Chart 2 uses both manufacturing orders and inventories to calculate a spread between the two. In September last year, this dipped to as low as 1.3, but jumped to 11.3 by March. The latter surge was due mainly to a 6.8-point, month-over-month spike in orders, even as inventories only rose two points to 47. Manufacturing inventory in particular has been sub-50 the past nine months – kind of subdued.
Then we have this. In manufactured goods, orders and shipments are dropping much faster than inventories – not an ideal scenario to be in.
In February, new orders dropped three percent year-over-year to a seasonally adjusted annual rate of $454 billion. Similarly, inventory fell 2.3 percent to $634.3 billion, and shipments declined 3.5 percent to $462.8 billion.

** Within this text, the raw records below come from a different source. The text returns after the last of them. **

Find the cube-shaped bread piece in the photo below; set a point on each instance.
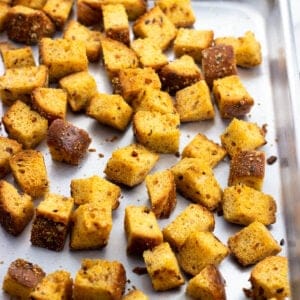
(193, 103)
(157, 131)
(242, 135)
(58, 11)
(154, 24)
(18, 83)
(92, 223)
(179, 74)
(51, 223)
(192, 42)
(66, 142)
(232, 98)
(192, 219)
(179, 12)
(195, 180)
(117, 56)
(62, 57)
(162, 267)
(162, 193)
(142, 229)
(92, 39)
(50, 103)
(269, 278)
(247, 49)
(15, 210)
(130, 165)
(131, 81)
(247, 167)
(80, 88)
(27, 25)
(203, 148)
(149, 53)
(95, 188)
(208, 284)
(217, 62)
(152, 99)
(111, 110)
(29, 171)
(200, 249)
(18, 58)
(25, 125)
(244, 205)
(56, 285)
(252, 244)
(115, 22)
(21, 278)
(7, 148)
(99, 279)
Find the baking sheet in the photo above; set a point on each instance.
(224, 18)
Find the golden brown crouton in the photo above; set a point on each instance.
(27, 25)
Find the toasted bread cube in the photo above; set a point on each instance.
(56, 285)
(156, 131)
(179, 12)
(130, 165)
(117, 56)
(162, 267)
(247, 49)
(192, 42)
(149, 53)
(252, 244)
(200, 249)
(92, 223)
(18, 83)
(62, 57)
(269, 278)
(91, 38)
(51, 223)
(208, 284)
(95, 188)
(162, 193)
(154, 24)
(50, 103)
(18, 58)
(192, 219)
(111, 110)
(29, 170)
(7, 148)
(99, 279)
(152, 99)
(58, 11)
(25, 125)
(241, 135)
(15, 210)
(232, 98)
(195, 180)
(193, 103)
(66, 142)
(130, 82)
(80, 88)
(244, 205)
(135, 295)
(217, 62)
(207, 150)
(142, 229)
(180, 73)
(27, 25)
(247, 167)
(115, 21)
(21, 278)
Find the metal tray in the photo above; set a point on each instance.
(273, 87)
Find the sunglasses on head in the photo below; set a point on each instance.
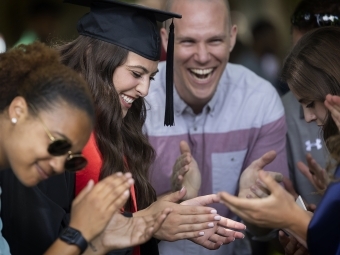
(60, 147)
(304, 19)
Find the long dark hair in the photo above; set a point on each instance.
(121, 141)
(312, 69)
(35, 73)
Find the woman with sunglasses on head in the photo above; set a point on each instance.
(312, 73)
(46, 118)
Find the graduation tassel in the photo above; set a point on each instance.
(169, 101)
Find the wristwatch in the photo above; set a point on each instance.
(73, 236)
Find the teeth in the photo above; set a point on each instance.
(127, 99)
(202, 71)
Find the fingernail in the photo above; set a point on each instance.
(128, 175)
(126, 193)
(217, 217)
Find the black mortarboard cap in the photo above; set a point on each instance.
(133, 27)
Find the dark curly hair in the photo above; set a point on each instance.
(35, 73)
(121, 142)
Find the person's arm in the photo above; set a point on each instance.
(91, 211)
(186, 173)
(193, 220)
(271, 137)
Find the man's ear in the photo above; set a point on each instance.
(164, 37)
(18, 108)
(233, 35)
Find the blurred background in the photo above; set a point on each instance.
(263, 28)
(264, 38)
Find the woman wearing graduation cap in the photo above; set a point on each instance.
(117, 52)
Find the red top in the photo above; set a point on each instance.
(92, 171)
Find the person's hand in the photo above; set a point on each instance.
(290, 188)
(333, 105)
(278, 210)
(122, 232)
(222, 233)
(249, 185)
(314, 173)
(186, 173)
(185, 221)
(95, 205)
(291, 245)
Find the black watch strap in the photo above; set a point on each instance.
(73, 236)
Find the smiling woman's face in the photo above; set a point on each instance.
(132, 79)
(26, 141)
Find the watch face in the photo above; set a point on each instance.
(74, 237)
(70, 234)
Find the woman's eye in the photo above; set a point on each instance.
(136, 75)
(310, 105)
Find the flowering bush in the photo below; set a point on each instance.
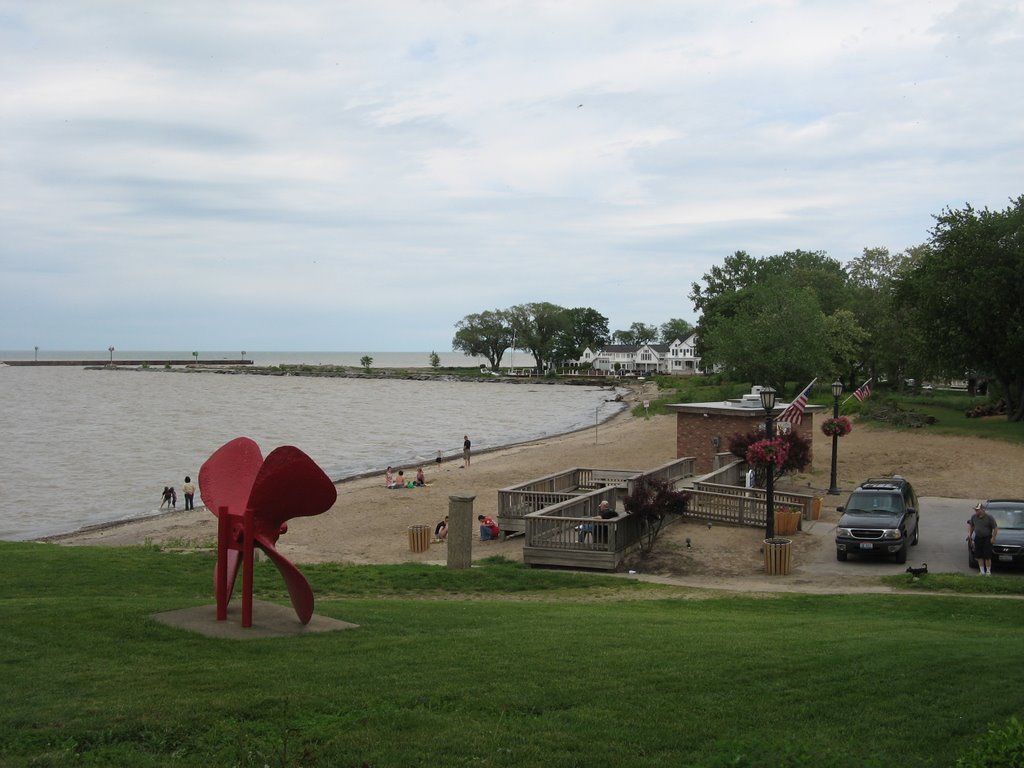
(798, 450)
(765, 453)
(837, 427)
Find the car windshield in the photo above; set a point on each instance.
(1008, 516)
(867, 503)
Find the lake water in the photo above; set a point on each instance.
(88, 446)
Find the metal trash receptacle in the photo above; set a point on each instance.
(778, 556)
(419, 538)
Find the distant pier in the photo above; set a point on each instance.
(151, 363)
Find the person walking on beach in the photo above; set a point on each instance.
(188, 489)
(984, 528)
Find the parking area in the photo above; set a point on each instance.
(942, 546)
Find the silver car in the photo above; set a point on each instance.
(1008, 549)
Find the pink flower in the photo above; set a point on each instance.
(837, 426)
(763, 453)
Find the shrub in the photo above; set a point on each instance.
(998, 749)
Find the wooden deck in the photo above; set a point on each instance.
(558, 513)
(568, 531)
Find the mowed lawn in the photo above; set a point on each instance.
(496, 666)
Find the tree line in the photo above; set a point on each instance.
(552, 334)
(951, 307)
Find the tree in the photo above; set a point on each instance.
(586, 328)
(889, 342)
(675, 329)
(538, 327)
(652, 500)
(965, 297)
(737, 271)
(815, 270)
(847, 341)
(485, 334)
(638, 333)
(776, 333)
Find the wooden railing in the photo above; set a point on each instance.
(515, 502)
(801, 502)
(571, 534)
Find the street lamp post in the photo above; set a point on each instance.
(837, 391)
(768, 403)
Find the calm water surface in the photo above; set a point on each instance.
(82, 448)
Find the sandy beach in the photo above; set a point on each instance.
(369, 523)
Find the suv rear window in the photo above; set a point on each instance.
(866, 501)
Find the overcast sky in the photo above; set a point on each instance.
(361, 175)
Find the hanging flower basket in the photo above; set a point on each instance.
(768, 452)
(837, 427)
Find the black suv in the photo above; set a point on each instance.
(880, 518)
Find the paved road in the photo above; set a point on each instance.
(943, 527)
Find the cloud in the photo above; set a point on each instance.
(314, 176)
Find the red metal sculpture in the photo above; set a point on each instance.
(253, 499)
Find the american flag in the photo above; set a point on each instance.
(795, 412)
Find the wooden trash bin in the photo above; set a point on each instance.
(419, 538)
(778, 556)
(786, 521)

Both new orders and shipments peaked in July 2014 at $565.2 billion and $508.7 billion, respectively. Inventory peaked in November that year at $656.1 billion. So from these peaks through February, shipments are down nine percent, new orders down 19.7 percent, and inventory down 3.3 percent. Therein lies the imbalance – inventory down only slightly, and orders down more than shipments. This is reflected in Chart 3. The inventories-to-orders ratio in February rose to 1.4 (same as in December last year), matching the August 2009 reading. Similarly, the shipments-to-inventories ratio of 0.729 in December last year (February was 0.73) was the lowest since 0.721 in July 2009.

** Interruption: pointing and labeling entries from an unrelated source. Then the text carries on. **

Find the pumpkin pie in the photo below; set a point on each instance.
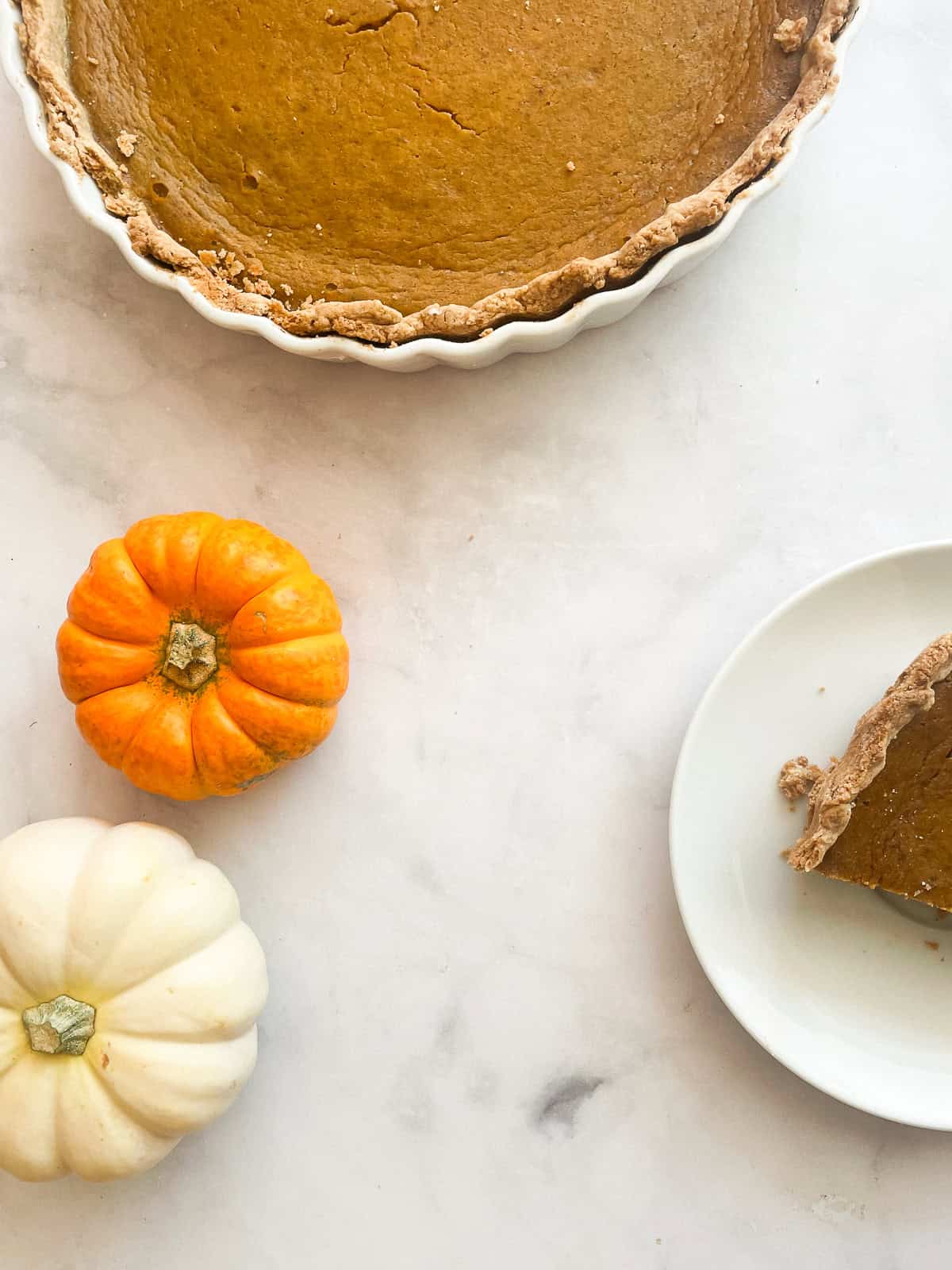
(882, 814)
(386, 169)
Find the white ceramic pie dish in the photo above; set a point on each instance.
(514, 337)
(842, 984)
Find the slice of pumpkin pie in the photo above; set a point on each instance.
(882, 814)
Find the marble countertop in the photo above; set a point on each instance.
(511, 1057)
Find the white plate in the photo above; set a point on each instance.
(835, 981)
(516, 337)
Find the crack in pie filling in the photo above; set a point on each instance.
(387, 169)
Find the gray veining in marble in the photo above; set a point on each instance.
(513, 1058)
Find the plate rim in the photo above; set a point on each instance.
(731, 1000)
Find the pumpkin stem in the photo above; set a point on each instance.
(60, 1026)
(190, 658)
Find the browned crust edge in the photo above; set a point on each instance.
(837, 789)
(44, 40)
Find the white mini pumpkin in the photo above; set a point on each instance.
(129, 995)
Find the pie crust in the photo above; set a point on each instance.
(238, 285)
(835, 791)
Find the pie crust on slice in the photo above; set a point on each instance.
(882, 814)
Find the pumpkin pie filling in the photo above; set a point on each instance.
(391, 167)
(900, 833)
(882, 814)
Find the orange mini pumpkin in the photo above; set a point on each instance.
(201, 654)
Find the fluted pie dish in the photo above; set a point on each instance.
(378, 175)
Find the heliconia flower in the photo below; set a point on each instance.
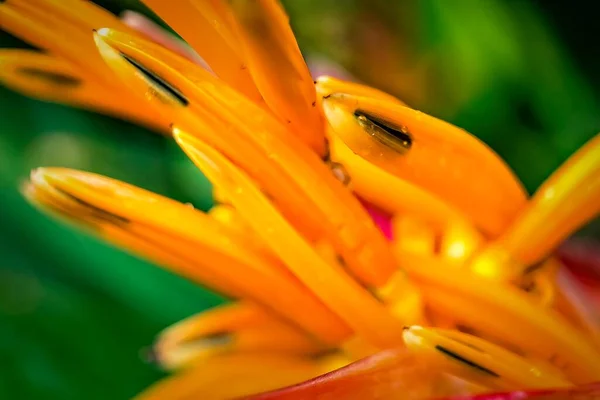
(465, 298)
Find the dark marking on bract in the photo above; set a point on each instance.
(400, 134)
(470, 363)
(97, 211)
(157, 80)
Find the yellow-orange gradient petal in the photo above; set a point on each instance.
(338, 290)
(198, 24)
(52, 79)
(278, 68)
(185, 240)
(566, 201)
(240, 327)
(230, 376)
(430, 153)
(302, 186)
(481, 362)
(506, 314)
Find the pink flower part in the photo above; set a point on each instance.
(381, 219)
(159, 35)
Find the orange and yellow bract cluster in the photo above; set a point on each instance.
(466, 291)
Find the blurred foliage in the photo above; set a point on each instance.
(75, 313)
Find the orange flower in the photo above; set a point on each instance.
(464, 299)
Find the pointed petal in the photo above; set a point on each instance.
(190, 242)
(481, 362)
(51, 79)
(278, 68)
(394, 373)
(430, 153)
(45, 27)
(495, 309)
(239, 327)
(302, 186)
(198, 25)
(230, 376)
(392, 194)
(328, 85)
(355, 305)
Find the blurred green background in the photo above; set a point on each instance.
(76, 314)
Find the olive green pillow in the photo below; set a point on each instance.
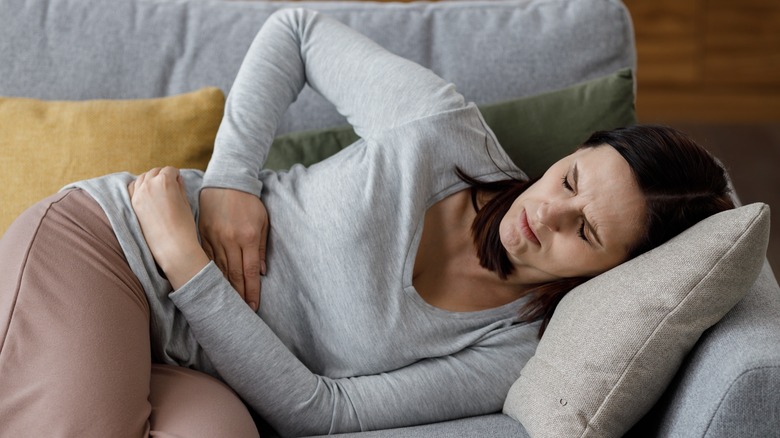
(535, 131)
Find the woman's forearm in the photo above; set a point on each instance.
(373, 88)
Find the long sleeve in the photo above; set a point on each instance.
(372, 88)
(296, 402)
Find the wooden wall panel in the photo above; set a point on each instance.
(707, 60)
(742, 43)
(668, 39)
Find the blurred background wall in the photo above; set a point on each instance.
(712, 69)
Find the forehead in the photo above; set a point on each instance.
(613, 201)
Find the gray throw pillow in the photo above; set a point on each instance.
(615, 342)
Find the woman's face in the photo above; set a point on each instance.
(580, 219)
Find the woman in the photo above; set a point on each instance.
(397, 270)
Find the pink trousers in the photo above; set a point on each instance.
(74, 339)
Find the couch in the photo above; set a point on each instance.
(729, 384)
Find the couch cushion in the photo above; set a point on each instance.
(493, 51)
(47, 144)
(614, 343)
(535, 131)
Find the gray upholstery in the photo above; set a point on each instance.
(78, 49)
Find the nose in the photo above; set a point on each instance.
(558, 215)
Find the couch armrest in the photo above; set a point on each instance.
(729, 384)
(494, 426)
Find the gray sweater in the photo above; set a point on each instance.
(342, 341)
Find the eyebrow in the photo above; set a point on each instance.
(575, 177)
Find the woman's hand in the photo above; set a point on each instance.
(161, 205)
(234, 232)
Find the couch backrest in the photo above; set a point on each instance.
(84, 49)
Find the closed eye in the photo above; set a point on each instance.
(568, 187)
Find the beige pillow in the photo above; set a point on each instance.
(47, 144)
(614, 343)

Chart 4, too, portrays a dire picture of surging inventories. In it, U.S. banks’ commercial & industrial loans are pitted against the inventories-to-sales ratio in manufacturing and trade. In February, inventories were $1.81 trillion and sales $1.28 trillion, for a ratio of 1.41, which was the highest since 1.43 in May 2009. The parabolic spike in the red line in Chart 4 is in particular noticeable. Also noticeable is the rise in C&I loans.
In March, these loans jumped by $35.3 billion month-over-month to $2.02 trillion. The March spike was the largest since October 2008. Makes you wonder how much of these loans are going toward inventory buildup.
The bottom line: U.S. inventory looks balanced on some metrics, but in the aggregate remains elevated. Charts 3 and 4 speak volumes.